The rapidly changing cyber and physical threat landscape comprised one of the three key issues addressed at the conference, along with the reliability risks posed by extreme weather and the power grid’s changing resource mix. Participants in one morning panel, including Electricity Information Sharing and Analysis Center CEO Manny Cancel, emphasized the “unprecedented” level of danger posed to the grid by both foreign states and organized criminals.

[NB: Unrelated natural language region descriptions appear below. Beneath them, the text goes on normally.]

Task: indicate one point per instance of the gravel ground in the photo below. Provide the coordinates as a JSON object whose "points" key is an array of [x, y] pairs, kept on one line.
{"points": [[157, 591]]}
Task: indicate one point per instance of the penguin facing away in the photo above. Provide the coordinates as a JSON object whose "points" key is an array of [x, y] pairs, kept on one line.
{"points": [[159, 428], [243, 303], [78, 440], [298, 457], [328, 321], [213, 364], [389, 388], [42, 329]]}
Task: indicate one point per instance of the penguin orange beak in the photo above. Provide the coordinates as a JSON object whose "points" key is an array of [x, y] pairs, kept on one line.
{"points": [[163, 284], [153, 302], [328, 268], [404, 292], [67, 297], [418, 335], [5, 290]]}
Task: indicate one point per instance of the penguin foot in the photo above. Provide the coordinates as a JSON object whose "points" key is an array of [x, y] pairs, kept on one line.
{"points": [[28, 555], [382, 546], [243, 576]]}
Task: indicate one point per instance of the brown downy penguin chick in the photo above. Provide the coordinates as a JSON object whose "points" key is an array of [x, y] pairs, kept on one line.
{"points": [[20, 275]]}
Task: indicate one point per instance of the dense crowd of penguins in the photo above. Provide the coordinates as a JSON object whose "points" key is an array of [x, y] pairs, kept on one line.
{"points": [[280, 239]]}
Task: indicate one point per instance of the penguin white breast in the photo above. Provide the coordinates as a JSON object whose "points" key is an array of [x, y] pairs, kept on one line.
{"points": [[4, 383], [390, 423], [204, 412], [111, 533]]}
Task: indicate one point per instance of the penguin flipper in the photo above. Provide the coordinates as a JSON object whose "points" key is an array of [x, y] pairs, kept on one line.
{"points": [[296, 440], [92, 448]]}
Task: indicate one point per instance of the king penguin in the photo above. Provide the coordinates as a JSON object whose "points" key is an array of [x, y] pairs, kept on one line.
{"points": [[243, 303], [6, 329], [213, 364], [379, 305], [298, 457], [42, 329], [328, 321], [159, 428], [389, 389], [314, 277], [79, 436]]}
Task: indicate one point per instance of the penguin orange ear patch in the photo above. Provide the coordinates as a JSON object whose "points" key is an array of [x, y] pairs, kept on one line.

Cancel said the willingness of nation-state actors to target the North American grid “isn’t subject to debate,” referring to the U.S. intelligence community’s 2023 Annual Threat Assessment, which identified China, Russia, Iran and North Korea as conducting active cyber campaigns against the U.S. and its allies. China, Cancel said, is believed to have sponsored attacks against multiple U.S. critical infrastructure organizations and Asian electric utilities, while the E-ISAC has detected “Russian-linked scanning in [its] information technology and operational technology systems … searching for security gaps.”
While the sponsorship of hostile governments has enabled greater creativity from malicious actors, they also have benefited from a growing attack surface created by the addition to the grid of new, internet-connected generation types such as wind and solar facilities, along with distributed energy resources such as rooftop solar panels. These facilities have helped enable a faster transition to a lower-emission grid but constitute a potential vulnerability for adversaries to exploit.
“When you think about it from a pure numbers perspective, you’ll have a larger coal plant retiring that may be 300 [to] 800 MW, and obviously what’s coming online … is more. [Wind and solar facilities] tend to be smaller plants,” said SERC Reliability CEO Jason Blake. “In addition to that they’re [also] more digitized. They need additional tools to perform their functions.”
Despite these risks, Blake said he remains “comfortable and confident” in the ability of grid operators to adapt to the evolving threats because NERC’s Critical Infrastructure Protection (CIP) standards “provide a very strong base” for grid cybersecurity. However, Blake and his fellow panelists also acknowledged there still is work to be done, particularly in updating the CIP standards to allow the use of cutting-edge technology in grid operations. Maggy Powell, a principal security industry specialist for Amazon Web Services, said CIP standards “are very device-centric” and “were written without contemplating virtualization [and] before cloud [computing] was really a thing.”
Jonathan Tubb, director of industrial cybersecurity for Siemens Energy of North America, added that in his experience utilities are looking for “lighter weight and scalable solutions” to address the cyber needs of large-scale distributed generation. But even if these solutions are available, he said, operators may feel unable to make use of them because of compliance concerns. He urged NERC and FERC to push for changes to the CIP standards that will allow the use of flexible distributed cyber defense software.
Robb Highlights IBR, Gas Issues
In the morning’s other panel, which focused on the grid’s changing resource mix, NERC CEO Jim Robb acknowledged the “paradoxical” fact that “although the [grid] is performing exceptionally well,” with misoperation rates and human errors down and transmission availability rising, “all of our reliability assessments show an expansion of risk, both geographically and [in] severity.” He attributed the growing risk “largely … to grid transformation,” particularly the spread of inverter-based resources like wind and solar plants.
While Robb said these new generation sources are “incredibly exciting technologies,” he warned that they come “with real issues.” In addition to their potential cyber vulnerability, the behavior of IBRs is not as well understood as that of older generation types, which has prevented their full integration into system models and simulations.
Robb also acknowledged the recent release of FERC and NERC’s report on Winter Storm Elliott, which he called “very sobering.” (See FERC-NERC Elliott Report Calls Winter Outages ‘Unacceptable’.) He reflected that while the “heroic” actions of gas and electric utilities kept the natural gas system from collapsing under the strain of the storm, if temperatures in the Northeast had not warmed up when they did, the grid could have “been in a real world of hurt.”
The difficulties of gas and electric coordination during Elliott pointed out another area where work is needed, Robb said. He reiterated his support for the formation of a gas reliability organization that could create mandatory standards similar to the ERO and called for NERC and other industry stakeholders to continue working with the gas industry to improve their collaboration efforts.